L'impression de vivre "dans un état policier"
Huit habitants de Washington sur dix sont opposés à la reprise en main fédérale du maintien de l'ordre, selon un récent sondage du Washington Post. "Tout ce qu'ils font, c'est nous terroriser", lance Hugh, un étudiant. "Ils occupent nos rues principales. Les fédéraux installent des points de contrôle arbitraires, ralentissent la circulation pour contrôler nos voitures. Nous vivons dans un état policier en ce moment", déplore-t-il.
"Je vois maintenant des militaires de la Garde nationale, armés, patrouiller dans les stations de métro que j'emprunte tous les jours à Washington."
Hugh, étudiant à Washingtonà franceinfo
Quelques kilomètres plus loin, les membres de la Garde nationale, des jeunes en majorité, font des rondes à l'extérieur et dans les allées de l'Union station, la principale gare de Washington. La scène est lunaire pour un fonctionnaire, qui se fait appeler Crystal : "Ici, il y a juste des gens qui font des trajets domicile travail, c'est ridicule. J'ai de la peine pour eux, ils n'ont probablement pas envie d'être là non plus".
L'Américaine assure s'être toujours sentie en sécurité. "Mais maintenant, avec tous ces militaires, j'évite ce coin le soir, car on ne sait jamais, j'ai peur qu'ils dépassent les limites", admet-elle. Originaire du Kentucky, Adah fait un stage dans la capitale et n'est pas non plus rassurée. "C'est bizarre de les voir se promener ainsi avec leurs uniformes. En plus maintenant, ils sont armés".

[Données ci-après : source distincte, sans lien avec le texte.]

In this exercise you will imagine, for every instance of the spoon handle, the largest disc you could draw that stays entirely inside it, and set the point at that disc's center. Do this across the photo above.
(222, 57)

"C'est le peuple qui devient l'ennemi"
Alors que Donald Trump compte élargir ce dispositif à d'autres villes démocrates, comme Chicago, New York ou Baltimore, Adah craint des dérives. Pour elle, c'est "comme s'il n'attendait que l'escalade quand quelqu'un s'énervera contre eux et qu'ils pointeront leurs armes en retour".
L'omniprésence des militaires exaspère aussi Randy, un ancien vétéran. "C'est assez insultant de voir ça, lâche-t-il. Quand on est dans l'armée, on dit que son ennemi est l'ennemi de l'État, n'est-ce pas ? Et c'est contre eux qu'on a été formés à combattre, alors quand l'armée est déployée aux États-Unis, c'est le peuple qui devient l'ennemi".
"La garde nationale, pour Trump, c'est juste du spectacle."
Randy, vétéranà franceinfo
Lundi 25 août, Donald Trump a également annoncé son intention de rebaptiser le ministère de la Défense en "ministère de la Guerre". Cette appellation a existé aux Etats-Unis, de 1789 à 1949.